The idea of combining electronics and plants sounds like something you might see in a far-flung corner of Glastonbury festival, but it's actually been an area of research since the 1990s. Sceptical investors prevented the project from finding its feet at first, but in 2012 Magnus Berggren of Linköping University in Sweden rebooted the project with a new set of researchers. Their first results have been published in Science Advances today.
With the help of synthetic polymers, the team managed to use the vascular system of rose stems to build the basic parts of electronic circuits inside the plant. According to the paper, "The four key components of a circuit have been achieved using the xylem, leaves, veins, and signals of the plant as the template and integral part of the circuit elements and functions."
Berggren and his team experimented with different synthetic polymers to find one that could conduct an electrical current inside the plant. After many failed attempts, the team managed to find a synthetic polymer that could assemble itself into conducting wires up to 10 cm long inside the plant's xylem channel while still allowing the transport of water and nutrients to keep the plant alive.
So far the team has only got as far as using these conductive wires to light up ions in the leaves of the plants, but the implications of the technology go further.

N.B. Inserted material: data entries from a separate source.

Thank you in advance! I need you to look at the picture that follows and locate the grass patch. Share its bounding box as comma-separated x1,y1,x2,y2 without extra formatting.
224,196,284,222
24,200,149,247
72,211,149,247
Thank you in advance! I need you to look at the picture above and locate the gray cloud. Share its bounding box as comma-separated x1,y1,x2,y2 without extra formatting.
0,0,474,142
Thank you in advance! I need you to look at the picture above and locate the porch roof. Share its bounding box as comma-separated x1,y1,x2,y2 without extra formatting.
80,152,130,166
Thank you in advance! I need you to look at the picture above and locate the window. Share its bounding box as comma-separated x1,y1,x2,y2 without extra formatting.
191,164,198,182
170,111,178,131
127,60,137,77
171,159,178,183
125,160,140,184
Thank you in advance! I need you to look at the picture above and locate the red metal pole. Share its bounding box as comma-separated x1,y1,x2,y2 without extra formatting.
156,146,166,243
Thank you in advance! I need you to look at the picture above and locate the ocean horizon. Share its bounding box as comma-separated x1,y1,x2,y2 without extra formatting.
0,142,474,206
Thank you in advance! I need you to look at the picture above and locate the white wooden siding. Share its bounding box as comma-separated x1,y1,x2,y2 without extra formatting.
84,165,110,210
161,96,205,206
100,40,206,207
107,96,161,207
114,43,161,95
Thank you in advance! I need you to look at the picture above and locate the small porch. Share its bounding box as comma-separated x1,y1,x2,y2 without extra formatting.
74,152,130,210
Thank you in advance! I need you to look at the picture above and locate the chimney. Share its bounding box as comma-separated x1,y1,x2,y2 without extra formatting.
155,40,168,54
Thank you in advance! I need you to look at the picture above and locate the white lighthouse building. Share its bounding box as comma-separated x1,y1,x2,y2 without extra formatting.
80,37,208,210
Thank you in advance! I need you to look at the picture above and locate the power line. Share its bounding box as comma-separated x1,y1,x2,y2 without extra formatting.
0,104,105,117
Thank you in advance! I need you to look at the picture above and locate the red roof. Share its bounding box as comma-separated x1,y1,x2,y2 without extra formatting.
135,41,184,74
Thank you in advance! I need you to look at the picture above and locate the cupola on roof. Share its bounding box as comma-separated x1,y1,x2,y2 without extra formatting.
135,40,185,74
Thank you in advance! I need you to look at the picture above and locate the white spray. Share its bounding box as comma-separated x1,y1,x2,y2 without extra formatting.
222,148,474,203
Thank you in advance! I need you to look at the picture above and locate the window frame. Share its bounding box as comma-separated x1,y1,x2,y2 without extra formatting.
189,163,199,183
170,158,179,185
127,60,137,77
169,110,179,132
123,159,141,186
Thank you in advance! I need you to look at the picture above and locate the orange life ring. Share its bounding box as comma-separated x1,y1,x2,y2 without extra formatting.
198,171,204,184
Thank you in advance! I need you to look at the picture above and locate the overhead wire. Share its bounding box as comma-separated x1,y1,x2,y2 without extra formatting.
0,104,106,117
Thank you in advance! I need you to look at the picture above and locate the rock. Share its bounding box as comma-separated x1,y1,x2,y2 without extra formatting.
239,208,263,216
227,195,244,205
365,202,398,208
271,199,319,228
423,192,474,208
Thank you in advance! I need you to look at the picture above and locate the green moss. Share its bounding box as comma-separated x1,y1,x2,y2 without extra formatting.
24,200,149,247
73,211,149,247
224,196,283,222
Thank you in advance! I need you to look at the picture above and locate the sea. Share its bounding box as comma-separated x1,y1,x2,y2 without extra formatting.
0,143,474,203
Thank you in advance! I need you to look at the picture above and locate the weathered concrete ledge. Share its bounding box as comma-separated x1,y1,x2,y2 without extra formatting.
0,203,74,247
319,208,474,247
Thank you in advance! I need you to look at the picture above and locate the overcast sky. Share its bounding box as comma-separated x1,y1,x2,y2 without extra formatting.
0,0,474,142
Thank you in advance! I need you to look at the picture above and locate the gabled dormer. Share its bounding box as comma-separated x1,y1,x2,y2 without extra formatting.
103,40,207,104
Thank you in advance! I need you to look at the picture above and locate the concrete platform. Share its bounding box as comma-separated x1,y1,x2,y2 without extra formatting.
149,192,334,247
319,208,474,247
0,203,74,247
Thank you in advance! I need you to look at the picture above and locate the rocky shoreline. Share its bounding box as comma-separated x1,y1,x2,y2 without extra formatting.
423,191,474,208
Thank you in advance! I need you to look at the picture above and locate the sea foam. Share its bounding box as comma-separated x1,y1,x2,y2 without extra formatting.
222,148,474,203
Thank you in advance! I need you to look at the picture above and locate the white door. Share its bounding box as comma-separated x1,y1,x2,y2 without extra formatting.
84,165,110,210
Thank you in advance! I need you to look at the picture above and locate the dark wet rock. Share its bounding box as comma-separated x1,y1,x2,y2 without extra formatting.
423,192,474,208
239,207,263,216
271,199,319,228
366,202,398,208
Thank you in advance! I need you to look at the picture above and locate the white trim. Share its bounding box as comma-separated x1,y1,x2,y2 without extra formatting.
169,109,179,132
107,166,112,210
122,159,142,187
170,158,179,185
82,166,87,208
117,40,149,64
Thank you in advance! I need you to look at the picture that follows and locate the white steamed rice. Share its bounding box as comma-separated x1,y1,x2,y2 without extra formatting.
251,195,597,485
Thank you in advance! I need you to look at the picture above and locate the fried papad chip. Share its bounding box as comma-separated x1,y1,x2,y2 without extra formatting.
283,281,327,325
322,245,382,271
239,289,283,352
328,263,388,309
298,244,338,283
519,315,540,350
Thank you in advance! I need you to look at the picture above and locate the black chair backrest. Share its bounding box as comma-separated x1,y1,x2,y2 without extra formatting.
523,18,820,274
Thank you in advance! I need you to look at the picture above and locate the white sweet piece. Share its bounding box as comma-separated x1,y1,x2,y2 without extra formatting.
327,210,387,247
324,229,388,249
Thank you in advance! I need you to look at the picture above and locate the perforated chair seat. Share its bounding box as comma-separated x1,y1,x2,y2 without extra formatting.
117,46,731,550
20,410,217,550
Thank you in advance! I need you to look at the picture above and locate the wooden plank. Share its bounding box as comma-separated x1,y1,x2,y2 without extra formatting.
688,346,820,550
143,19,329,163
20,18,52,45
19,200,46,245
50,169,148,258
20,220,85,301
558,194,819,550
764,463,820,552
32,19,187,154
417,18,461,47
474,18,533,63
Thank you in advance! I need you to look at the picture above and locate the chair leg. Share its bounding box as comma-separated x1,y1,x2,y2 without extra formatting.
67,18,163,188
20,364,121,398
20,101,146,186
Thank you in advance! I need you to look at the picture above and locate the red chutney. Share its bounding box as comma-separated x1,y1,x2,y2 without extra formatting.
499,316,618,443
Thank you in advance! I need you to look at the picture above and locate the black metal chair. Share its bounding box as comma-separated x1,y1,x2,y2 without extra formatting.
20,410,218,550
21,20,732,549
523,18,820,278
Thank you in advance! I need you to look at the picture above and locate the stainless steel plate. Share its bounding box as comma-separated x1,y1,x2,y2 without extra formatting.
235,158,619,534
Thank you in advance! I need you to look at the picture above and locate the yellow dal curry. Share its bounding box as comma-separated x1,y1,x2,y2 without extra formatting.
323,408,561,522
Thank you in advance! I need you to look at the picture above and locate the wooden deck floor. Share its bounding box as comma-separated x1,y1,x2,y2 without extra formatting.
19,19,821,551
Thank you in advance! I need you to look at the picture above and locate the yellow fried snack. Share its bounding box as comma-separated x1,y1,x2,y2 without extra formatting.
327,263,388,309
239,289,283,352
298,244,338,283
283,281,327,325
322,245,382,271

On seeing the conducting wires for the first time Berggren said in a phone call he was "basically breathless" to see how well it had worked.
"Now we can really start talking about power plants—we can place sensors in plants and use the energy formed in the chlorophyll [to power them], produce green antennae, or produce new materials," he said of the potential applications. "Everything occurs naturally, and we use the plants' own very advanced systems."
Berggren told me he is already thinking about ways to introduce some kind of biofuel cell system inside the plant, so they could convert solar energy into chemical energy and then convert the chemical energy into stored electrical energy.
"Right now we are trying to put electrodes into the leaves with enzymes that we connect to the electrodes," he said. "The sugar that is produced in the leaves is converted by the enzyme; they deliver a charge to the electrode and then hopefully we can collect that charge in a biofuel cell."
It's obviously early days, but Berggren is wistful about potential further developments. "The future will include using many different types of energy conversion systems," he said. "What percentage of that will be from plants I can't say but plant energy for sure opens up a completely novel way to harvest from the world around us."
"When we have tapped out resources from nature in the past we have always chopped it or burnt it," he added. "Maybe this could be a way of tapping energy from plants without having to kill them."